I personally would love to see our country invest in technology. To strive and dare to lead on some important new technology frontier. Perhaps even one that has more short term value. We are currently facing monumental environmental challenges at the same time we are hitting a world population that has started to over run many of our resources. Climate change and environmental damage is threatening the very future of the students we are trying to inspire. But we are not doing much to address these very urgent and important needs in areas where science and technology might offer some hope.

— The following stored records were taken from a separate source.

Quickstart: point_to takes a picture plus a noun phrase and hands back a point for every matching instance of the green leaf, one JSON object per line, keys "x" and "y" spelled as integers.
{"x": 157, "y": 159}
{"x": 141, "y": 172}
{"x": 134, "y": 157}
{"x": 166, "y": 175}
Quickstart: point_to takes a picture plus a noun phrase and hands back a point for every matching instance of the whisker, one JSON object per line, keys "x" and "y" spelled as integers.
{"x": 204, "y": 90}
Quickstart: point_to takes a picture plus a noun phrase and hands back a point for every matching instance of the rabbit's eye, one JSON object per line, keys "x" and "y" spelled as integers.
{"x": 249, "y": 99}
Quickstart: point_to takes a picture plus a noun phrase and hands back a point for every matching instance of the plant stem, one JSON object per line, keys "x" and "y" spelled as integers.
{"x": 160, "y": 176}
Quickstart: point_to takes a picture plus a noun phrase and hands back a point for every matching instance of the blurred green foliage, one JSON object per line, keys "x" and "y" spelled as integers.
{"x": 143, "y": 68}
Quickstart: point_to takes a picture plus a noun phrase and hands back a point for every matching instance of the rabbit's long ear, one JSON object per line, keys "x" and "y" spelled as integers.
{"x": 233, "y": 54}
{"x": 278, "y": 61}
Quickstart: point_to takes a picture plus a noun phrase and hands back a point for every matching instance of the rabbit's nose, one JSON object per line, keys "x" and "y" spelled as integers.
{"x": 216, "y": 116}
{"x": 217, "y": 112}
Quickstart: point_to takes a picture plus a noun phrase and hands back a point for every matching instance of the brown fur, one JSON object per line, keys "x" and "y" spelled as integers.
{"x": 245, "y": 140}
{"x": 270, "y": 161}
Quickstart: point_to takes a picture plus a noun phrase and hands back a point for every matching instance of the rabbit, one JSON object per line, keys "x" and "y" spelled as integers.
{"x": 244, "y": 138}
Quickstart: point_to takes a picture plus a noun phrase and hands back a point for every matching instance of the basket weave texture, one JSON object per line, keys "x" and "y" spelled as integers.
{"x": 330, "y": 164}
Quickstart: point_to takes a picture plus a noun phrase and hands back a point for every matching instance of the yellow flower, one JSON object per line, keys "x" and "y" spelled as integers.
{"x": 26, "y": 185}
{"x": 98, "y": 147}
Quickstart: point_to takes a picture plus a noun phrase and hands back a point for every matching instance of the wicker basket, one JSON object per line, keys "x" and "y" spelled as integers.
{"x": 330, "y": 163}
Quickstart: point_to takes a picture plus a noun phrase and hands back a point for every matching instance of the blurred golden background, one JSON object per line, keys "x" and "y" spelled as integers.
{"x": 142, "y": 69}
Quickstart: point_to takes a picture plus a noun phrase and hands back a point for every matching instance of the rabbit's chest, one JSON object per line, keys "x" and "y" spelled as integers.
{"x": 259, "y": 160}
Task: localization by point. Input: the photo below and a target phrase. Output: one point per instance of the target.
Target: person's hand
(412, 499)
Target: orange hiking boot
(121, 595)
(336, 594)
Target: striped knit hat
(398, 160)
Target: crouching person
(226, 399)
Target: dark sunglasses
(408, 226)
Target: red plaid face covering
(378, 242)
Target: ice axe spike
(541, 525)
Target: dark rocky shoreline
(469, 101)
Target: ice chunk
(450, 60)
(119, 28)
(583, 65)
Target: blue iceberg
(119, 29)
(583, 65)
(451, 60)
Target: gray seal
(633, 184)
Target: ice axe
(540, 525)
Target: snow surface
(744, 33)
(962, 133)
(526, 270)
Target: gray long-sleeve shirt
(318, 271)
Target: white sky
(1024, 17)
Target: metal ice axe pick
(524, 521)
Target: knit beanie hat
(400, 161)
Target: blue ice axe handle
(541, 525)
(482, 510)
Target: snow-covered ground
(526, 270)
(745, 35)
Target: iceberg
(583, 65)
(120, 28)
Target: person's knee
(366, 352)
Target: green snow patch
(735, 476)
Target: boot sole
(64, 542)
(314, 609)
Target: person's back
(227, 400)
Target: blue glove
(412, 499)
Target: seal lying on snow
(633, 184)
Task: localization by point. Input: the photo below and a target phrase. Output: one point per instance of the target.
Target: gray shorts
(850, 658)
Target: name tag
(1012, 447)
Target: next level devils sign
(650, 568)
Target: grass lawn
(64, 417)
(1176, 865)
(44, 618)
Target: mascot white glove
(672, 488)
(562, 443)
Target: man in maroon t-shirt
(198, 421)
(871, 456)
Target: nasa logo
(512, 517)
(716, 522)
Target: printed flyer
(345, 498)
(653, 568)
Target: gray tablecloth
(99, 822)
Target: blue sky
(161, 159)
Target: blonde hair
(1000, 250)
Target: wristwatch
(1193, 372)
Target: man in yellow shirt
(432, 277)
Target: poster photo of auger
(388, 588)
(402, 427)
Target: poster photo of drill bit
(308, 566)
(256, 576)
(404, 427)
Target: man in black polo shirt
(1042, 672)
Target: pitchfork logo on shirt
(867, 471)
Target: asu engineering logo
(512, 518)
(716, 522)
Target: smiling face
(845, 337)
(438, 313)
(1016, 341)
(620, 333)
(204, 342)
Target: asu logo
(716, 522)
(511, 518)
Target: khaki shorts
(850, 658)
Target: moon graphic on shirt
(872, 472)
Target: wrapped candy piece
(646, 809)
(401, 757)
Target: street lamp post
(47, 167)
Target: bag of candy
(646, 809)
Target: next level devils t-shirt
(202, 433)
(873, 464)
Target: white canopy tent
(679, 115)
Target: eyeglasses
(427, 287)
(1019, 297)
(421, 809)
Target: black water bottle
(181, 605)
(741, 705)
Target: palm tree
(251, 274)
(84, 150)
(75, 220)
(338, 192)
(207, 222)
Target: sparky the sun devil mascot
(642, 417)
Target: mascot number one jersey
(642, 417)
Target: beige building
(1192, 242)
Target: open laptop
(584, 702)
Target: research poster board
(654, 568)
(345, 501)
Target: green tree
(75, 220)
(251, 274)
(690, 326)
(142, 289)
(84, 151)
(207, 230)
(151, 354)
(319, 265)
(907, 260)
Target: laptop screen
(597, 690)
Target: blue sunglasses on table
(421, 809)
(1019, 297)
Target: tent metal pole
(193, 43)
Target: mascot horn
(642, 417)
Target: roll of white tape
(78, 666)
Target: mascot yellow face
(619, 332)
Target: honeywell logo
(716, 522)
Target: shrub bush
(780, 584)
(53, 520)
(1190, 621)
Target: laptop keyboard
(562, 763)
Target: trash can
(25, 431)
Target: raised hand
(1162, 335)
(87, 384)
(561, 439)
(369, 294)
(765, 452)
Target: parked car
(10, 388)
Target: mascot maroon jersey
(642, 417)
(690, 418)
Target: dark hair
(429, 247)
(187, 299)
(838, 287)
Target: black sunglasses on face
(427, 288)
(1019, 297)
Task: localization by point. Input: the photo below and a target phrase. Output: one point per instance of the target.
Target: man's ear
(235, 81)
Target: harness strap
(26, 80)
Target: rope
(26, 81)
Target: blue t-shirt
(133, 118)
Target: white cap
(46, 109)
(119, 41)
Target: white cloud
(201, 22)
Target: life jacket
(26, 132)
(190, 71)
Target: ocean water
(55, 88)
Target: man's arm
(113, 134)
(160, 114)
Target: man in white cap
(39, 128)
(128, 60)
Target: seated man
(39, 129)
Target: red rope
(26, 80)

Perhaps we should take this opportunity to find a new focus for STEMS inspiration, and I cannot think of a better one that clean renewable energy. I grew up in the space age, and space programs really inspired me. But many young people today do not seem to have the same level of interest in space as I did. If the FIRST community wants a inspire this generation it would be much easier to promote technology that addresses areas where they are already engaged, and programs that have an environmental focus seem to have more resonance with today’s youth.

Just my opinion.

I honestly had a fit when Obama made that speech :mad: what an IDIOT. Sorry, the goverment angers me. I hope the next president will bring back to funding of the space program.

This is exactly the kind of thing that is discussed by Cultural Anthropologists looking at the current education system and its effects on the U.S. and world at large.

It seems that every generation was almost “bred” or rather shaped by the education system to put special emphasis on one issue or area. I can’t remember the name of any specific article right now, but many have concluded that the current college through high school students have been/are being “bred” to look at alternative energies and climate change, and thus will naturally be more attracted to these types of jobs in the future. While the current elementary school and younger kids will be looking at dietary and food issues.

As for those who advocate for an emphasis on space, you too were probably “bred” to put emphasis on the exploration of space. It is no surprise that you want to see more emphasis put on that topic today. However, realizing that other topics strike more of a cord with your students could potentially boost their inspiration to pursue STEM and space exploration as an off shoot. While this probably won’t affect 99% of what you as a mentor do. The concept could help you understand how to approach the issue of inspiration, and close the generation gap for those born in a very different geopolitical climate.

Understanding how someone thinks can be one of the most useful tools when determining how to inspire.

BTW the you in the statement is because I am not a mentor (or a student), and is meant to be directed at all mentors not just the ones who have posted thus far.